Characteristic Subjective dry eye symptoms (n=11)
Age, mean ± SD (range) 48.5±11.0 (31–64)
Sex, no (%)
 Male 6 (54.5)
 Female 5 (45.5)

Table 2.

Body composition of participants

Body composition n Preintervention Postintervention P-value
Body weight (kg) 10 63.5±12.1 63.7±12.0 0.97
Skeletal muscle mass (kg) 10 31.1±12.1 25.7±5.8 0.22
Amount of body fat (kg) 10 16.4±6.2 17.5±6.9 0.98
Fuselage muscle mass (kg) 9 19.8±4.0 19.8±3.8 0.99
Amount of fuselage fat (kg) 9 7.9±2.4 7.8±2.8 0.92
Circumference of waist (cm) 8 77.5±6.9 77.8±6.6 0.91
Visceral fat level 8 7.6±1.5 6.3±1.5 0.11

Figure 2.

Figure 2

The change of DEQS scores in participants.

Abbreviation: DEQS, Dry Eye-Related Quality of Life Score.

The WHO SUBI-positive well-being score and the WHO SUBI-negative well-being score did not change between pre- and postintervention (SUBI-positive well-being score: pre 35.1±13.1, post 38.6±6.8, SUBI-negative well-being score: pre 43.1±15.7, post 46.6±8.6) (Figure 3).

Figure 3.

Figure 3

WHO SUBI scores in participants.

Note: Each column shows the mean ± SD.

Abbreviation: WHO SUBI, World Health Organization’s Subjective Well-Being Inventory.

Discussion

DED symptoms improved using an exercise intervention in this study. This finding supports the hypothesis regarding an association between DED and exercise habits, and mechanisms regarding how exercise reduces dry eye symptoms should be elucidated in a future study. We have reported that a lower level of physical activity and sedentary behavior are associated with DED in humans7 and doing exercise led to tear secretion in mice.21 Based on those results and those of the present study, we suppose that exercise habits have a positive effect for the prevention of DED. Decrease of metabolism after sedentary behavior and a lower level of physical activity may be associated with tear secretion. If this hypothesis is true, we can explain why DED increased due to the spread of VDT work. Increase of sedentary behavior due to VDT work may lead to metabolic change, and tear secretion may decrease accordingly.

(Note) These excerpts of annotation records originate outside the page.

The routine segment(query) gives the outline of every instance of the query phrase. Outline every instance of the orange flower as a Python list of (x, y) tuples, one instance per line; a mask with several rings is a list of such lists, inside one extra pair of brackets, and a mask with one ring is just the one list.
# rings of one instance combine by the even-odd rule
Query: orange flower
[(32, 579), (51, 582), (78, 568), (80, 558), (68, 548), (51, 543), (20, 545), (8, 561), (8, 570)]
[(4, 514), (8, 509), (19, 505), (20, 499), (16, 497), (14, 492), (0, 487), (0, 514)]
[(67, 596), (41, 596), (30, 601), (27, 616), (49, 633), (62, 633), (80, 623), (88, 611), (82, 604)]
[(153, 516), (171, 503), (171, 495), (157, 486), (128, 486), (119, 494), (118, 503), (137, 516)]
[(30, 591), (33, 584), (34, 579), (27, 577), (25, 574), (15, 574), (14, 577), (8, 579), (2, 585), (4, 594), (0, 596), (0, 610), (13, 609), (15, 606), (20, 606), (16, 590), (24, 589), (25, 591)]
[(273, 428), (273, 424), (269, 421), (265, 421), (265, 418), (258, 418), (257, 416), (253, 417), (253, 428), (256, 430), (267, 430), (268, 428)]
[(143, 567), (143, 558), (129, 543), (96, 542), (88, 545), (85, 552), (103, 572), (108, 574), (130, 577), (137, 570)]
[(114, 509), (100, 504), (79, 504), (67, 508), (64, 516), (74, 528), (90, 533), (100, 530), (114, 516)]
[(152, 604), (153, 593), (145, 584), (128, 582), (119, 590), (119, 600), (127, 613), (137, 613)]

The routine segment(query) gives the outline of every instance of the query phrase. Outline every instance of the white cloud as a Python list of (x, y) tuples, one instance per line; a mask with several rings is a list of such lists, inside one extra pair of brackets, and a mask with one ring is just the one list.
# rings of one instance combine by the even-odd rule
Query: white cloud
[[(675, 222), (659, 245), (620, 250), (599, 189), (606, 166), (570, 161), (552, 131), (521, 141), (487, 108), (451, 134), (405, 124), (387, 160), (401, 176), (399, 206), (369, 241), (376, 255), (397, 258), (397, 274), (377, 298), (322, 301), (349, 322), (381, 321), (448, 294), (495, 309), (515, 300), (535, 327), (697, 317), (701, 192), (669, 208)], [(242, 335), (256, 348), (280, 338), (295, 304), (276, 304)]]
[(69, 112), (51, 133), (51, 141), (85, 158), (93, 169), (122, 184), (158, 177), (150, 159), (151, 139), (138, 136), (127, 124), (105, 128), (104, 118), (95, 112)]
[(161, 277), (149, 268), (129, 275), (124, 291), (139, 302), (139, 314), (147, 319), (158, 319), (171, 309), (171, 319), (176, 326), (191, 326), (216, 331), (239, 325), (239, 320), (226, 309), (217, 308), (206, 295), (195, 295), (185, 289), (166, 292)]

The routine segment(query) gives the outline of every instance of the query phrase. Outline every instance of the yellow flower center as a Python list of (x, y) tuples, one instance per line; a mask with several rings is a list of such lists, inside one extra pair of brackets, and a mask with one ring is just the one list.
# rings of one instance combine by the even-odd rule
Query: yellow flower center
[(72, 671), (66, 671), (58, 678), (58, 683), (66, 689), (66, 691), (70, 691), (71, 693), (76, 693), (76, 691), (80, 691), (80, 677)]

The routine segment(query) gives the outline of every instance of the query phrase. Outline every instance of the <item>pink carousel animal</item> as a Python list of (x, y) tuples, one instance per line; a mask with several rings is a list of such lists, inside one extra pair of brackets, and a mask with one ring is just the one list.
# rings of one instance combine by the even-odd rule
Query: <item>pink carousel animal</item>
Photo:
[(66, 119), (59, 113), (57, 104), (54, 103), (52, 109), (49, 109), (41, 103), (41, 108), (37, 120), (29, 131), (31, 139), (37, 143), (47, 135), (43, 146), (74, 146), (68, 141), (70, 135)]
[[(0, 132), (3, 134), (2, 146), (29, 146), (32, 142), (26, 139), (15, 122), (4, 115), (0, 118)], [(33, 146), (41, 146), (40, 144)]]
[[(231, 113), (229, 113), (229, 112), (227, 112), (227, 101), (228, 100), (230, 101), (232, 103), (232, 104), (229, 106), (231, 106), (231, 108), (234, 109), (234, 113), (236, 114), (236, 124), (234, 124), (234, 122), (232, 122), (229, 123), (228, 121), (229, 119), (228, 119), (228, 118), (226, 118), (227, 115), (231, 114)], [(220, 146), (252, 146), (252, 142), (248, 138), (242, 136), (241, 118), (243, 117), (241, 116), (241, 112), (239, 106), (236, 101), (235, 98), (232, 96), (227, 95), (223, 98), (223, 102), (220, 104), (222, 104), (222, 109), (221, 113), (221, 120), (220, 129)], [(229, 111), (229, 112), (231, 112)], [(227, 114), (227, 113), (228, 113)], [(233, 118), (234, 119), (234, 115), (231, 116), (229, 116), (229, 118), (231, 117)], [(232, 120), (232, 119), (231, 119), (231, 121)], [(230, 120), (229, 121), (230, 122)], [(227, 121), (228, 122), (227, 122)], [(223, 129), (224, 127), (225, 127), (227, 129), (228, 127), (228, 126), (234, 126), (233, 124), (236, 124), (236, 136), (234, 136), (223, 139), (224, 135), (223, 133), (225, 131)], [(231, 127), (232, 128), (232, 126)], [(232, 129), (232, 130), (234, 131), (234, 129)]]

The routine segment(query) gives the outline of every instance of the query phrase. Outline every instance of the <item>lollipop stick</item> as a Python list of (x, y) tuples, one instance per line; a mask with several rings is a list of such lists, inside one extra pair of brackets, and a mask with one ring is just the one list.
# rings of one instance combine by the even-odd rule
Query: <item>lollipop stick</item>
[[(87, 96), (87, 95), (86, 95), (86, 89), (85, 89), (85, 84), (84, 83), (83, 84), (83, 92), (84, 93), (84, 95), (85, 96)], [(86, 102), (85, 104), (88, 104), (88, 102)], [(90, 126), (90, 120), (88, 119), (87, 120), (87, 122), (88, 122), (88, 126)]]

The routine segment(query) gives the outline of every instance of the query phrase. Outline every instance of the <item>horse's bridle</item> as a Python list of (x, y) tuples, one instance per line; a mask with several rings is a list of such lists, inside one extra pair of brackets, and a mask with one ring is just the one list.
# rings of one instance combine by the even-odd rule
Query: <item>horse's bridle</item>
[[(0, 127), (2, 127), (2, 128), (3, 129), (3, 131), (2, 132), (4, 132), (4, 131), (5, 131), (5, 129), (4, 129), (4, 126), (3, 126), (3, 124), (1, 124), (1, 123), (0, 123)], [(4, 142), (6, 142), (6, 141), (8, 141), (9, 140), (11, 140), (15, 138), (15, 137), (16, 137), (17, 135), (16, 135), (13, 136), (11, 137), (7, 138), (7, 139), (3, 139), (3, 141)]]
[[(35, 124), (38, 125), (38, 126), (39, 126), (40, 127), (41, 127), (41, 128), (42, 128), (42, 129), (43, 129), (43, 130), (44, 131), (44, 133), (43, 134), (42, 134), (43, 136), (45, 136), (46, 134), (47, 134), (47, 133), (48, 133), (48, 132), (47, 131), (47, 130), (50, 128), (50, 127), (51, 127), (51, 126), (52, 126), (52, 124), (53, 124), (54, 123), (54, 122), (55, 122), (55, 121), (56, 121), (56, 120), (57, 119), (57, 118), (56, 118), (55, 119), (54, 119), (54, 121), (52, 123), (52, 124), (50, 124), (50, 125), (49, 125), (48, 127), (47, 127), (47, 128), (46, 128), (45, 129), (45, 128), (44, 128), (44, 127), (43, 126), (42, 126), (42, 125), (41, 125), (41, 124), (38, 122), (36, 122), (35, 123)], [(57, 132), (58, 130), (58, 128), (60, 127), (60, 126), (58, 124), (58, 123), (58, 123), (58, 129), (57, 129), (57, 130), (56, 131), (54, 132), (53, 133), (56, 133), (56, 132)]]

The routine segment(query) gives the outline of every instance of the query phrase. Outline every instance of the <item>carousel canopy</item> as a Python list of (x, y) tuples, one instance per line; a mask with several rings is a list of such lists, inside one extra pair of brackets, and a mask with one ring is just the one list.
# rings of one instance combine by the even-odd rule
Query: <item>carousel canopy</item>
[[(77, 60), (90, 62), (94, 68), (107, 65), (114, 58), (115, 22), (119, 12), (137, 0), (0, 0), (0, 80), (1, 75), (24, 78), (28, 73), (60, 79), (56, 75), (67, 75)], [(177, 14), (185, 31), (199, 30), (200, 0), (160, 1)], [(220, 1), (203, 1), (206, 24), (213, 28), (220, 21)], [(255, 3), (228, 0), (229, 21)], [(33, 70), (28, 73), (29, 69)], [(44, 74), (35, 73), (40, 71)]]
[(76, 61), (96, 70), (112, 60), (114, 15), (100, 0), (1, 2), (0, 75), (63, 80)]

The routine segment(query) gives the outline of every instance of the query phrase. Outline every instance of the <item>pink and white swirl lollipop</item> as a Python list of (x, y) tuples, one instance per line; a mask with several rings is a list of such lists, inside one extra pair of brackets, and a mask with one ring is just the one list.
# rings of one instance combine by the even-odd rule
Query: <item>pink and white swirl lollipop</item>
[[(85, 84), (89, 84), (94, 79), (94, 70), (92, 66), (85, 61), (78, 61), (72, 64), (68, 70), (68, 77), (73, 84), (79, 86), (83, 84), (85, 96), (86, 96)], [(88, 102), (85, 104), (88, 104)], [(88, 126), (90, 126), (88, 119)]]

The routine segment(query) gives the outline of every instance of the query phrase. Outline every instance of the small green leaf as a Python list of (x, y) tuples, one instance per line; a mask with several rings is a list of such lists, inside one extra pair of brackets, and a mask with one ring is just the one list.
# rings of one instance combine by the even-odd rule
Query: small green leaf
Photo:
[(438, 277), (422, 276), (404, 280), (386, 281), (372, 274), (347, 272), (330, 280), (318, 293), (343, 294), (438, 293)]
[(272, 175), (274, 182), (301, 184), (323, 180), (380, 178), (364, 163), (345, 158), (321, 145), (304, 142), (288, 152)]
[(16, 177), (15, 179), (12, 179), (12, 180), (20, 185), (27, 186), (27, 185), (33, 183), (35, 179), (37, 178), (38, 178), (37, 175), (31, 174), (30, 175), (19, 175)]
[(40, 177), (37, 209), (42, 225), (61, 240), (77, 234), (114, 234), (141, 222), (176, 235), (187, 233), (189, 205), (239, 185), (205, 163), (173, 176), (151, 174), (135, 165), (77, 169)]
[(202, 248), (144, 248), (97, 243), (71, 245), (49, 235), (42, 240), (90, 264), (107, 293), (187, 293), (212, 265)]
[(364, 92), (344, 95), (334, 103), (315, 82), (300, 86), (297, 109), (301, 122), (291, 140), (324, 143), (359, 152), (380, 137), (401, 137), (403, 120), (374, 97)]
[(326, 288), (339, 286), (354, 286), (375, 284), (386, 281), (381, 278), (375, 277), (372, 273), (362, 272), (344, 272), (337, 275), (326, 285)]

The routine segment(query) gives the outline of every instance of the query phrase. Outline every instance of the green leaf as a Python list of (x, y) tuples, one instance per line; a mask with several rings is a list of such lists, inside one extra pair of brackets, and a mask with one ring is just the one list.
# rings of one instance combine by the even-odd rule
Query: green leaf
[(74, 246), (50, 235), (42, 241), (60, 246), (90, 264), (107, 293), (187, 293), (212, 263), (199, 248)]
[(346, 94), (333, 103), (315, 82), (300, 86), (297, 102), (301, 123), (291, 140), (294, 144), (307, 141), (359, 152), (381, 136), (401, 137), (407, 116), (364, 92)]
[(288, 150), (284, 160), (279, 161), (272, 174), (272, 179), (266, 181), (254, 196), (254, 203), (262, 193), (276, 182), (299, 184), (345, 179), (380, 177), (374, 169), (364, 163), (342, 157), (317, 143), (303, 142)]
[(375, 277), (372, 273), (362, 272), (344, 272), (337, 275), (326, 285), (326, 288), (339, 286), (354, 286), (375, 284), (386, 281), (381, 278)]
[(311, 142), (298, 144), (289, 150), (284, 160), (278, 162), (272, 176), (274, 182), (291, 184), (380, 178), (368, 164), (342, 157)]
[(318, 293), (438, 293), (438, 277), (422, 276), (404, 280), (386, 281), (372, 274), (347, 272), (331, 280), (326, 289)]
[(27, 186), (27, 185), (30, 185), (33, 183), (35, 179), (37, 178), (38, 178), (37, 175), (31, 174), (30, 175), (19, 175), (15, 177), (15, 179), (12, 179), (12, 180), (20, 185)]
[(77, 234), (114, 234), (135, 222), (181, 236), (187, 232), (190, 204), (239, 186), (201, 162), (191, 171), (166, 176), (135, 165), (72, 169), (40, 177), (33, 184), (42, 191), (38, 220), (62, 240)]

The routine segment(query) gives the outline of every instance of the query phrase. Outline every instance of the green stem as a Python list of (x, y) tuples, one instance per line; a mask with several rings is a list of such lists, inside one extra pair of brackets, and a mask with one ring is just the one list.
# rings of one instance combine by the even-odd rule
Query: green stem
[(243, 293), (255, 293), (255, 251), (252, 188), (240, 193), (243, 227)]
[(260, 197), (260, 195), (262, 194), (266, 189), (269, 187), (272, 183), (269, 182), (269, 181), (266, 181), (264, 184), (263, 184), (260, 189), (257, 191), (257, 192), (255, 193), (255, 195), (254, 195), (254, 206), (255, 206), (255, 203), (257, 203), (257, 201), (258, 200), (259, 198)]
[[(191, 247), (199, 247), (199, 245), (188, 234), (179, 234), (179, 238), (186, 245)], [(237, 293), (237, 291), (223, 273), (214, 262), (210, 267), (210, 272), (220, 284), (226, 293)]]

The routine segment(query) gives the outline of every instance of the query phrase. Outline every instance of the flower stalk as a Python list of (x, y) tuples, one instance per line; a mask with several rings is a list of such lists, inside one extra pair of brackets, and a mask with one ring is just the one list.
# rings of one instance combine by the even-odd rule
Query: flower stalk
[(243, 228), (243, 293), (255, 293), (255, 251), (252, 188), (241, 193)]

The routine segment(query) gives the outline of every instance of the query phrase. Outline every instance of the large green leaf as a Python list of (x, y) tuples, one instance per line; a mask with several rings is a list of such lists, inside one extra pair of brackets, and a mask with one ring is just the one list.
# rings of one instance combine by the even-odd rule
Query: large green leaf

In our study, the WHO SUBI positive well-being score tended to increase but showed no significance. We have reported the association between subjective happiness and DED. The subjective happiness scale score was inversely correlated with the DED symptoms score in one study.21,22 DED symptoms are possibly associated with subjective happiness and positive well-being. In another study, the subjective happiness scale of the depression group was lower than that of the healthy group.22,23 Subjective happiness and positive well-being factors may affect both DED and depression.

This study had some limitations that might affect our interpretation of our results. We only implemented the questionnaires to estimate the participants’ subjective opinion of DED symptoms. We did not examine objective signs. Prospective studies to examine a combination of objective and subjective symptoms are needed to understand the mechanisms underlying the association between exercise habits and DED. Another limitation of our study is that we only studied the questionnaires of 11 people during a very short time span. Further interventional studies are necessary to improve our understanding of the effect of exercise on DED symptoms in larger study groups and longer periods of time. And we should also consider selection bias in this study.

Conclusion

In conclusion, the results of the present study showed that a 10-week exercise program improved the subjective symptoms of DED in office workers. Our study suggests that a CBT-based exercise program can play an important role in the treatment of patients with DED.

Footnotes

Disclosure

The authors report no conflicts of interest in this work.